Côté douceurs, la tarte feuilletée aux figues pourrait nourrir une famille entière pour deux jours, alors que le gâteau mi-cuit au chocolat, dense et juste assez amer pour être pris au sérieux, est fait pour une personne normalement constituée. Je veux bien croire que les affaires (ou le hockey), ça creuse l’appétit, mais les portions de ce Tsirco sont presque toujours aussi démesurées que le décor.

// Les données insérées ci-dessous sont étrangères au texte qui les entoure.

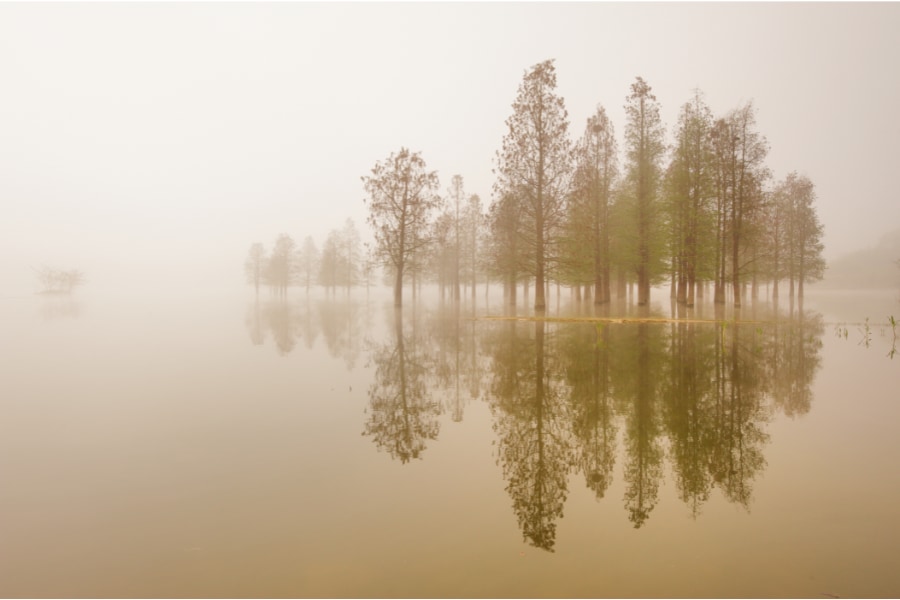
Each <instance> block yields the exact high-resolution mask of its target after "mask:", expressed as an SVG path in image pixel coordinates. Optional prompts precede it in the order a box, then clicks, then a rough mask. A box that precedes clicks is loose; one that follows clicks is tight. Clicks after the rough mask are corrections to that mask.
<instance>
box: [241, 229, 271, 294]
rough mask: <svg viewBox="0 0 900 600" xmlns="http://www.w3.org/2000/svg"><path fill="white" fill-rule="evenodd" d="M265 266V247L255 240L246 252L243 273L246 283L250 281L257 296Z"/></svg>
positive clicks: (263, 272)
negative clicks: (253, 243) (244, 275)
mask: <svg viewBox="0 0 900 600" xmlns="http://www.w3.org/2000/svg"><path fill="white" fill-rule="evenodd" d="M265 268H266V249H265V248H264V247H263V245H262V244H260V243H259V242H256V243H255V244H253V245H252V246H250V251H249V252H247V260H246V261H244V273H245V274H246V275H247V283H252V284H253V286H254V287H255V288H256V295H257V296H259V284H260V283H262V281H263V277H264V276H265Z"/></svg>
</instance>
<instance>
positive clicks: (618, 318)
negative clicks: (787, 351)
mask: <svg viewBox="0 0 900 600" xmlns="http://www.w3.org/2000/svg"><path fill="white" fill-rule="evenodd" d="M474 320H476V321H544V322H546V323H731V324H736V325H741V324H744V323H748V324H752V323H756V324H761V323H773V322H774V321H750V320H745V319H737V320H735V319H667V318H665V317H535V316H531V317H529V316H523V315H516V316H505V315H485V316H483V317H475V318H474Z"/></svg>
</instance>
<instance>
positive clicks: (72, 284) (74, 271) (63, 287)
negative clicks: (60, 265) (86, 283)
mask: <svg viewBox="0 0 900 600" xmlns="http://www.w3.org/2000/svg"><path fill="white" fill-rule="evenodd" d="M35 271H36V274H37V278H38V283H39V284H40V285H41V291H42V292H43V293H46V294H69V293H71V292H72V290H74V289H75V288H76V287H78V286H79V285H81V284H83V283H84V282H85V279H84V273H82V272H81V271H79V270H78V269H69V270H65V269H54V268H52V267H47V266H42V267H41V268H39V269H35Z"/></svg>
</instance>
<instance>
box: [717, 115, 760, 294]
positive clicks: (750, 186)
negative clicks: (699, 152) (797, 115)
mask: <svg viewBox="0 0 900 600" xmlns="http://www.w3.org/2000/svg"><path fill="white" fill-rule="evenodd" d="M755 127H756V110H755V109H754V107H753V103H752V102H748V103H747V104H745V105H744V106H741V107H739V108H737V109H735V110H732V111H731V112H730V113H728V115H727V116H726V117H725V118H724V119H720V120H719V121H717V122H716V123H715V125H714V126H713V129H712V137H713V148H714V153H715V160H716V194H717V196H718V202H717V207H718V208H719V210H720V214H719V221H718V224H719V243H720V250H719V253H718V255H719V258H720V262H719V264H718V271H719V278H718V279H719V280H718V281H717V286H716V302H720V303H724V302H725V296H724V291H725V290H724V283H725V267H726V261H727V258H728V256H727V254H728V253H730V254H731V256H730V258H731V283H732V286H733V292H734V306H735V308H740V306H741V270H742V267H743V266H744V264H743V263H742V259H744V260H746V257H745V254H746V252H745V250H746V248H745V245H746V242H747V239H746V238H747V237H748V234H749V232H750V230H751V228H752V227H753V225H754V220H755V219H758V218H759V217H760V216H761V214H762V208H763V194H762V184H763V182H764V181H765V180H766V179H767V178H768V176H769V172H768V170H767V169H766V167H765V165H764V160H765V158H766V155H767V154H768V151H769V147H768V142H767V141H766V138H765V137H764V136H762V135H761V134H760V133H759V132H758V131H756V129H755Z"/></svg>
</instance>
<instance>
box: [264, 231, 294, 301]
mask: <svg viewBox="0 0 900 600" xmlns="http://www.w3.org/2000/svg"><path fill="white" fill-rule="evenodd" d="M294 246H295V244H294V240H293V238H291V236H289V235H288V234H286V233H282V234H281V235H279V236H278V238H277V239H276V240H275V246H274V248H272V255H271V256H270V257H269V273H268V275H269V283H270V285H271V286H272V288H273V289H274V290H275V293H276V295H278V296H280V297H282V298H283V297H286V296H287V288H288V286H289V285H290V284H291V283H293V274H294V271H295V269H294V266H293V263H294Z"/></svg>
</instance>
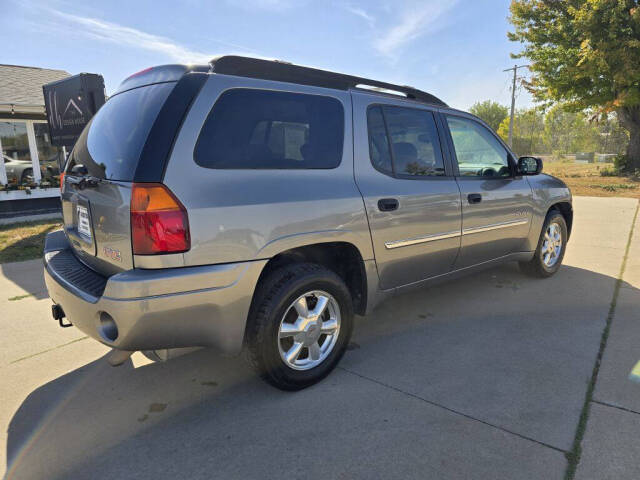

Trop parlé du décor? Je pense qu’on se doit de venir voir ce navire disproportionné, d’une arriviste exubérance. Ne serait-ce que pour s’en amuser. La carte des vins propose une sélection savante, mais à des prix affolants. Quant au personnel qui tutoie allègrement, qui se mêle aux conversations et qui s’obstine même à ne répondre qu’en anglais, je crois qu’il s’est trompé de métier et ferait mieux de se recycler en placier au Centre Molson. Comptez 100 $ avec les taxes et le service, sans vin, et ajoutez 10 $ le verre pour un pinard correct qui se vend presque à ce prix la bouteille!

Tsirco
1075, rue Drummond
Tél.: 939-1922

Amuse-gueule
La rentrée, ça veut souvent dire une montagne de livres à consulter ou pour vous assister sur le comptoir de cuisine (en guide et en ami). Parmi ceux que j’ai parcourus cette semaine, j’ai retenu l’ouvrage Ma cuisine au quotidien (Minerva) du chef Christian Constant, autrefois aux commandes du célèbre Crillon de Paris. Dans ce bouquin, il ne propose pas les recettes sophistiquées de son ex-palace, mais celles d’une cuisine familiale aux accents du Sud-Ouest: foie gras, confit, daube de sa mamie, cassoulet et navarin. Excellente occasion de parfaire sa technique à travers d’authentiques plats de l’un des meilleurs terroirs de France, grâce aux bons conseils de l’un de ses grands ambassadeurs.